Uit het onderzoek komt naar voren dat het verwachte brutorendement van de onderzochte beleggingsondernemingen uiteenloopt van 2,7% tot 7% op jaarbasis. En dat terwijl het om beleggers met een vergelijkhare ‘neutrale portefeuille’ gaat. Verder blijkt dat de beleggingsondernemingen verschillende methoden en aannames hanteren. De toezichthouder vermoedt dat een deel van de verwachtingen niet realistisch is.
De AFM stelt dat het zijn ‘Leidraad advies- en vermogensbeheerdienstverlening’ zal aanvullen om beleggingsondernemingen handvatten te geven bij het bepalen van het verwachte rendement, als onderdeel van de geschiktheidstoets.
De toezichthouder stelt ernaar te streven om in het derde kwartaal de aanvulling paraat te hebben voor consultatie. Men verwacht vervolgens dat beleggingsondernemingen hun bepaling van de verwachte rendement toetsen aan de herziene leidraad en waar nodig hun berekeningen aanpassen.
Beleggingsondernemingen zijn verplicht om bij beleggingsadvies of vermogensbeheer te toetsen of een portefeuille geschikt is voor de klant (een zogenoemde geschiktheidstoets). Dit houdt in dat de portefeuille aansluit bij de kenmerken van de klant, zoals onder meer de doelstelling, risicobereidheid en financiële positie. Het is daarom noodzakelijk dat beleggingsondernemingen een realistisch verwacht rendement voorstellen.

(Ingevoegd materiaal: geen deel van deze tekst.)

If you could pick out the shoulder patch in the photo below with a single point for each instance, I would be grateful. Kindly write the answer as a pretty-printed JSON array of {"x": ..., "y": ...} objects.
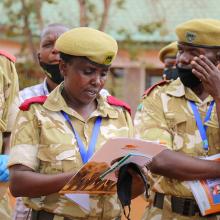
[
  {"x": 27, "y": 103},
  {"x": 8, "y": 55},
  {"x": 150, "y": 89},
  {"x": 117, "y": 102}
]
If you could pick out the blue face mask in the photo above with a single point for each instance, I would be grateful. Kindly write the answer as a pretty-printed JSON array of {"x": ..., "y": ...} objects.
[
  {"x": 170, "y": 73},
  {"x": 187, "y": 77},
  {"x": 53, "y": 72}
]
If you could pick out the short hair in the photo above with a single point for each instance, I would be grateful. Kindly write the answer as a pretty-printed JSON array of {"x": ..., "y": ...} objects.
[{"x": 45, "y": 29}]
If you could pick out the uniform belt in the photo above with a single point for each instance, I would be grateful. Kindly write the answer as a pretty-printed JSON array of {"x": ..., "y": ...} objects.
[
  {"x": 43, "y": 215},
  {"x": 182, "y": 206}
]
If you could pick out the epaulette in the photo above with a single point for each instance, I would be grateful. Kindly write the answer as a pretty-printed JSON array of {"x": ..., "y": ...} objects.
[
  {"x": 8, "y": 55},
  {"x": 27, "y": 103},
  {"x": 114, "y": 101},
  {"x": 160, "y": 83}
]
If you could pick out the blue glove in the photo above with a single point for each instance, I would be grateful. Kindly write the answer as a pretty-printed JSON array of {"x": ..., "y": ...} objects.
[{"x": 4, "y": 173}]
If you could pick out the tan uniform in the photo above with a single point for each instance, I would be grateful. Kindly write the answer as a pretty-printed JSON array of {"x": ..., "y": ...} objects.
[
  {"x": 43, "y": 141},
  {"x": 8, "y": 91},
  {"x": 166, "y": 115}
]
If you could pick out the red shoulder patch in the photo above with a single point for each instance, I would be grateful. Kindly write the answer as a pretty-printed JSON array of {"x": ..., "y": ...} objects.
[
  {"x": 8, "y": 55},
  {"x": 27, "y": 103},
  {"x": 114, "y": 101},
  {"x": 148, "y": 91}
]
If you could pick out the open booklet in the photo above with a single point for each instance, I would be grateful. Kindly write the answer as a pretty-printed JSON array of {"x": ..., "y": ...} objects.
[
  {"x": 207, "y": 192},
  {"x": 87, "y": 180}
]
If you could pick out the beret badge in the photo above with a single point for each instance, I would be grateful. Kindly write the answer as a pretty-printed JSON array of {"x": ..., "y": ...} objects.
[
  {"x": 190, "y": 37},
  {"x": 108, "y": 59}
]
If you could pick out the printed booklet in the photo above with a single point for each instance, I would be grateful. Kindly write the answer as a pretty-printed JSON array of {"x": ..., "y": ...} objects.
[
  {"x": 207, "y": 192},
  {"x": 97, "y": 175}
]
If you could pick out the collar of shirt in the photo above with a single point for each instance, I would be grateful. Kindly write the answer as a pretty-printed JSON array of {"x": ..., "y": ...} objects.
[
  {"x": 45, "y": 87},
  {"x": 177, "y": 89},
  {"x": 55, "y": 102}
]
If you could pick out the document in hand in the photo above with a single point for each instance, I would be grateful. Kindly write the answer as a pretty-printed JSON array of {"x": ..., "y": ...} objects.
[
  {"x": 87, "y": 180},
  {"x": 207, "y": 192}
]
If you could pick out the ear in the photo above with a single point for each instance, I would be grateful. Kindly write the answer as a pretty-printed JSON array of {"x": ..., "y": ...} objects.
[
  {"x": 218, "y": 57},
  {"x": 63, "y": 68}
]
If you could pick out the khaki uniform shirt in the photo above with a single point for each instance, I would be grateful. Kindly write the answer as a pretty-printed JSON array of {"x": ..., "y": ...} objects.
[
  {"x": 8, "y": 91},
  {"x": 166, "y": 115},
  {"x": 43, "y": 141}
]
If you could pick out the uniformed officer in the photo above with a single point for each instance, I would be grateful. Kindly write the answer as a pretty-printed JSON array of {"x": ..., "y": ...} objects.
[
  {"x": 45, "y": 146},
  {"x": 185, "y": 115},
  {"x": 167, "y": 55},
  {"x": 8, "y": 91}
]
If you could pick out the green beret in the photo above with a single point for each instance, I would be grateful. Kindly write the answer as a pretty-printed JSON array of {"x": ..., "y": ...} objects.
[
  {"x": 96, "y": 45},
  {"x": 168, "y": 51},
  {"x": 200, "y": 32}
]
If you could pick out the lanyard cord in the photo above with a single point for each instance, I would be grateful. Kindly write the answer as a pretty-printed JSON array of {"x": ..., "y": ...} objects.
[
  {"x": 202, "y": 128},
  {"x": 85, "y": 155}
]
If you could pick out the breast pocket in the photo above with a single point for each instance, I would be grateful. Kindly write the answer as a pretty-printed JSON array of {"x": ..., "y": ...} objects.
[
  {"x": 58, "y": 158},
  {"x": 177, "y": 123}
]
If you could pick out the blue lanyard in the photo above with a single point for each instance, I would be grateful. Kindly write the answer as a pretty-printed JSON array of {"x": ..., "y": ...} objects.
[
  {"x": 85, "y": 155},
  {"x": 202, "y": 128}
]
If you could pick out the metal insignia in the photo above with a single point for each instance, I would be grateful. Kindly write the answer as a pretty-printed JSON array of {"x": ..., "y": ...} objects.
[
  {"x": 190, "y": 37},
  {"x": 108, "y": 60}
]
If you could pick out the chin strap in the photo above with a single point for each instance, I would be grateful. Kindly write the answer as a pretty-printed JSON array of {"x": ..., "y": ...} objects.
[{"x": 124, "y": 185}]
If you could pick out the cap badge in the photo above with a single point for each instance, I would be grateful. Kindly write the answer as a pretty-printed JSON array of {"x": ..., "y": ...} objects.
[
  {"x": 108, "y": 60},
  {"x": 190, "y": 37}
]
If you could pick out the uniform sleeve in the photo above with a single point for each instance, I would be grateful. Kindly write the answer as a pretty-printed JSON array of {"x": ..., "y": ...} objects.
[
  {"x": 149, "y": 121},
  {"x": 8, "y": 91},
  {"x": 25, "y": 140}
]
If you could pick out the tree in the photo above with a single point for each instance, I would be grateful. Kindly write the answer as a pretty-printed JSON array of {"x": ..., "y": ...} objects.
[{"x": 25, "y": 19}]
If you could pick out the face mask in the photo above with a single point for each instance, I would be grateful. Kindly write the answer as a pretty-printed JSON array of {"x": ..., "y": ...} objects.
[
  {"x": 53, "y": 71},
  {"x": 188, "y": 78},
  {"x": 170, "y": 73}
]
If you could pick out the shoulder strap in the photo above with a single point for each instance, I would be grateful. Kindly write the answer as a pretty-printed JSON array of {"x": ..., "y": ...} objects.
[
  {"x": 117, "y": 102},
  {"x": 27, "y": 103},
  {"x": 8, "y": 55},
  {"x": 150, "y": 89}
]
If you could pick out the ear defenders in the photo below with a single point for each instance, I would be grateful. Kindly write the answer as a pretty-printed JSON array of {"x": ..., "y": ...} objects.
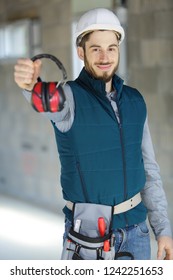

De toezichthouder benadrukt dat de regelgeving over de geschiktheidstoets op Europees niveau is vastgesteld. Om consistente toepassing van de regelgeving te bevorderen stelt de AFM ook te onderzoeken of op Europees niveau kaders voor dit onderwerp kunnen worden gegeven, des te meer omdat de beleggingsdienstverlening steeds vaker grensoverschrijdend is.
Teleurstelling
Als gevolg van de verschillen in verwacht rendement houden beleggingsondernemingen volgens de AFM hun klanten bij gelijke inleg en een vergelijkbaar profiel zeer verschillende verwachte eindkapitalen voor. “Bij bijvoorbeeld een inleg van €50.000 is het verschil in eindkapitaal na 20 jaar tussen de voorzichtigste raming (iets meer dan €63.000) en de meest optimistische verwachting (meer dan €145.000) aanzienlijk.”
Het verschil komt doordat ondernemingen dus verschillende methoden en aannames hanteren om tot een verwacht rendement te komen voor de verschillende beleggingscategorieën. Wanneer de verwachte rendementen niet realistisch zijn, kunnen de beoogde eindkapitalen niet gehaald worden. Een resultaat dat ongetwijfeld veel teleurstelling met zich meebrengt voor beleggers die een te hoog eindkapitaal is voorgehouden.